Ex-General Hodges sieht es so: «Natürlich hilft es nicht, wenn ein US-Präsident Artikel 5 infrage stellt, wonach ein Angriff auf ein Nato-Mitglied als Angriff auf alle zu werten ist.» Das hatte Trump 2018 getan, als er über Neumitglied Montenegro sprach. Wichtiger ist für Hodges aber, dass Washington weiterhin Soldaten und Ausrüstung verlagere und viel Geld investiere: Allein 2019 steckt Washington 6,4 Milliarden Dollar in die «European Deterrence Initiative», ein bereits vor fünf Jahren verabredetes Programm.
Ambitionierte Ziele
Wer damit abgeschreckt werden soll, ist klar: Russland. Bereits der Georgien-Krieg 2008 nährte die Zweifel an Russlands Friedfertigkeit. Die von Präsident Wladimir Putin 2014 angeordnete Annexion der zur Ukraine gehörende Halbinsel Krim hat die Nato gezwungen, sich zu reformieren und wieder mehr in ihre Defensivfähigkeiten zu investieren. Dieser Prozess wird noch Jahre dauern, die Zwischenbilanz aber kann sich sehen lassen. In allen baltischen Staaten und in Polen sind multinationale Kampfverbände mit etwa tausend Soldaten stationiert.

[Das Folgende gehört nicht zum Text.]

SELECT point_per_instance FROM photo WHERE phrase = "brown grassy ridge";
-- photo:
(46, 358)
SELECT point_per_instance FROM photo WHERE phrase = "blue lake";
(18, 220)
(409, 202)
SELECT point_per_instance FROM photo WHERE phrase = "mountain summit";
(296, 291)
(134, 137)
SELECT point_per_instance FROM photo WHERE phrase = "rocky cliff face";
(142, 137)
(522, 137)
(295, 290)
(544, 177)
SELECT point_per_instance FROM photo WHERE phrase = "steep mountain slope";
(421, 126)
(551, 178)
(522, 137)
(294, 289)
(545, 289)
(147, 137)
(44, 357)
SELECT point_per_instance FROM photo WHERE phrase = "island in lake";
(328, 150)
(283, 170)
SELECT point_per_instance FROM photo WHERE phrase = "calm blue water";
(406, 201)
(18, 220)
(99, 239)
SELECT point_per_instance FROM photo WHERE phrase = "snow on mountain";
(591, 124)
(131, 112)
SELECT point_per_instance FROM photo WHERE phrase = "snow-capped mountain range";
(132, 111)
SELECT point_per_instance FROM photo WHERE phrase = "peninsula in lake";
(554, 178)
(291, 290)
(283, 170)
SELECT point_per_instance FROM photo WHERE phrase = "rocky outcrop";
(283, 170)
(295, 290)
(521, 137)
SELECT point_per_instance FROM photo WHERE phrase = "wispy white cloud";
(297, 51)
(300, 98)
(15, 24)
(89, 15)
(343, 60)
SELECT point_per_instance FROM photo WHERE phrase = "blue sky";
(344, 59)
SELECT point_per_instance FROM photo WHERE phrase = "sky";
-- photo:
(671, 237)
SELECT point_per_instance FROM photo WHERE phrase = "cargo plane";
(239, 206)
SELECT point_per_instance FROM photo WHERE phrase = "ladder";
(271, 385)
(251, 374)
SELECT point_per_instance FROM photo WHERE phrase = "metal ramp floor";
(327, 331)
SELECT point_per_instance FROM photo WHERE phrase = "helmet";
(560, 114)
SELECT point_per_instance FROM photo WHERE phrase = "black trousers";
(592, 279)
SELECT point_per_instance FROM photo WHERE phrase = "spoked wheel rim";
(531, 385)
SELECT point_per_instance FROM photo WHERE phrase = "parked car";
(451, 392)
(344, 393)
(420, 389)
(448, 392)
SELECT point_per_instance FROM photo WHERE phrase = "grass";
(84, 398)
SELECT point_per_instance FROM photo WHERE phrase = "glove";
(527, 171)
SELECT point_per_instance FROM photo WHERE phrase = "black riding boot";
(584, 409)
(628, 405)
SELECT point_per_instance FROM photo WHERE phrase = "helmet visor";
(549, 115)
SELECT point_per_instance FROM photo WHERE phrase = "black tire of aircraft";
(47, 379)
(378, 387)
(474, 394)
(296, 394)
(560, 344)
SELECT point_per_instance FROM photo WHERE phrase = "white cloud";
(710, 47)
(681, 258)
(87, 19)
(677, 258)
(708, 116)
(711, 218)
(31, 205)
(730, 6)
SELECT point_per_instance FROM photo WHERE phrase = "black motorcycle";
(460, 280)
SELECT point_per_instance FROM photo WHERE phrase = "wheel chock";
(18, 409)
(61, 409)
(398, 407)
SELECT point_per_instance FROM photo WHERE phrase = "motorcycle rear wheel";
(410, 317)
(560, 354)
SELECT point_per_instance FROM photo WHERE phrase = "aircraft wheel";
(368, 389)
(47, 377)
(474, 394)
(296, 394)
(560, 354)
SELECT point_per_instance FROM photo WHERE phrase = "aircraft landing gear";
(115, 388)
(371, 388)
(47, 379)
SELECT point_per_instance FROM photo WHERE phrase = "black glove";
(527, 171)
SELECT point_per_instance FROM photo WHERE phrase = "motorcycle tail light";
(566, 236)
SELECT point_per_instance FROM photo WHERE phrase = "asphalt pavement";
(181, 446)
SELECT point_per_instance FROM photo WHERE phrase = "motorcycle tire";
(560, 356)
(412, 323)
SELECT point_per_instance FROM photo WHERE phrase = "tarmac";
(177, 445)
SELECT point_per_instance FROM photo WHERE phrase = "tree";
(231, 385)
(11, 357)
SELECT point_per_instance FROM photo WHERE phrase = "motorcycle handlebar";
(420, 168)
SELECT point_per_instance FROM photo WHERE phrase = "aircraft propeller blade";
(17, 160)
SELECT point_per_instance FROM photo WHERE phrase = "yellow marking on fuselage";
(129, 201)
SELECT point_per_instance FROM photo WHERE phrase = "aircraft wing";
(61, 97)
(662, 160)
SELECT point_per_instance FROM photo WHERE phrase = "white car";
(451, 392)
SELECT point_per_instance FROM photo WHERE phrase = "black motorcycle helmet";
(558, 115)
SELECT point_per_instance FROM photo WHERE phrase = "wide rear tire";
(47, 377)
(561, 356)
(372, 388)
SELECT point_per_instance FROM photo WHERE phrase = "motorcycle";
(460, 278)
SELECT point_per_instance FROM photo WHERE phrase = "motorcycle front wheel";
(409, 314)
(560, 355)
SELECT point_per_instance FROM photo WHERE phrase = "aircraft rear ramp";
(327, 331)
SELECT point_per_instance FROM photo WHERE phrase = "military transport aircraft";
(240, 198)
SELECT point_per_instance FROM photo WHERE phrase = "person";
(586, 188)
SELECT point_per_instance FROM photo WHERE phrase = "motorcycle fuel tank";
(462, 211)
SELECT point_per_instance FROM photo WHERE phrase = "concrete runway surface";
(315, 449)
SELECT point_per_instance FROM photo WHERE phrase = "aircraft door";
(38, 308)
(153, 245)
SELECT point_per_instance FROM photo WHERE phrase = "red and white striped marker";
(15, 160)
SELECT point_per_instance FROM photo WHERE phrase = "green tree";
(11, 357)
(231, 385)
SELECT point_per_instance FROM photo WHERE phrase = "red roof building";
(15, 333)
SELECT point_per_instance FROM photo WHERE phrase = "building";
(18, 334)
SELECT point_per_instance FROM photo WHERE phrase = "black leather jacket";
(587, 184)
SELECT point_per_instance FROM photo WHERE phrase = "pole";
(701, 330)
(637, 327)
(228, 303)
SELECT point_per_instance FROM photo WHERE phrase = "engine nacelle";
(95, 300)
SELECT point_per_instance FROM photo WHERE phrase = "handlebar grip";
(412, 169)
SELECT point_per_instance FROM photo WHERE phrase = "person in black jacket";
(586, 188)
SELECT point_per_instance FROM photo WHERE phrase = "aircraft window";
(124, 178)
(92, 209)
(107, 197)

Die Ziele sind ambitioniert: Schon im nächsten Jahr will die Nato sicherstellen, dass 30 Infanteriebataillone, 30 Kampfschiffe und 30 Kampfflugzeugstaffeln innerhalb von nur 30 Tagen einsatzbereit sein können. Dass diese – teure – Selbstverpflichtung der Staats- und Regierungschefs vom Juli 2018 kaum bekannt ist, liegt an Trump: Dessen Drohung, aus der Allianz auszusteigen, dominierte die Berichterstattung über den damaligen Nato-Gipfel. Alle tatsächlichen Beschlüsse rückten in den Hintergrund.
In Washington werden die Aussenminister zudem über Moskaus hybride Kriegsführung diskutieren, also über Geheimdienstoperationen und Hacker-Angriffe. Desinformationskampagnen in sozialen Netzwerken sollen Wahlen beeinflussen und die Einheit der Partner untergraben. Die Nato will die eigenen Cyberfähigkeiten, sowohl defensiv als auch offensiv, professioneller machen. Das wird auf Jahre eine Priorität des Bündnisses sein.
Neue Bedrohungslage
Thema ist auch der Vertrag zum Verbot von Mittelstreckenraketen mit einer Reichweite zwischen 500 und 5500 Kilometern, den Moskau nach Überzeugung Washingtons seit Jahren bricht und den einseitig zuerst die USA und dann wenig später Russland aufgekündigt haben. Nach erstem Entsetzen über Trumps anfänglichen Alleingang stehen die Partner hinter Washington. Beschlüsse allerdings werden die Minister nicht treffen. Allerdings werden sie die neue Bedrohungslage analysieren, in der russische Atomraketen nahezu jeden Punkt Europas treffen können. «Für uns ist das nicht neu, aber die Südeuropäer nehmen Russland plötzlich anders wahr», sagt dazu ein osteuropäischer Top-Diplomat.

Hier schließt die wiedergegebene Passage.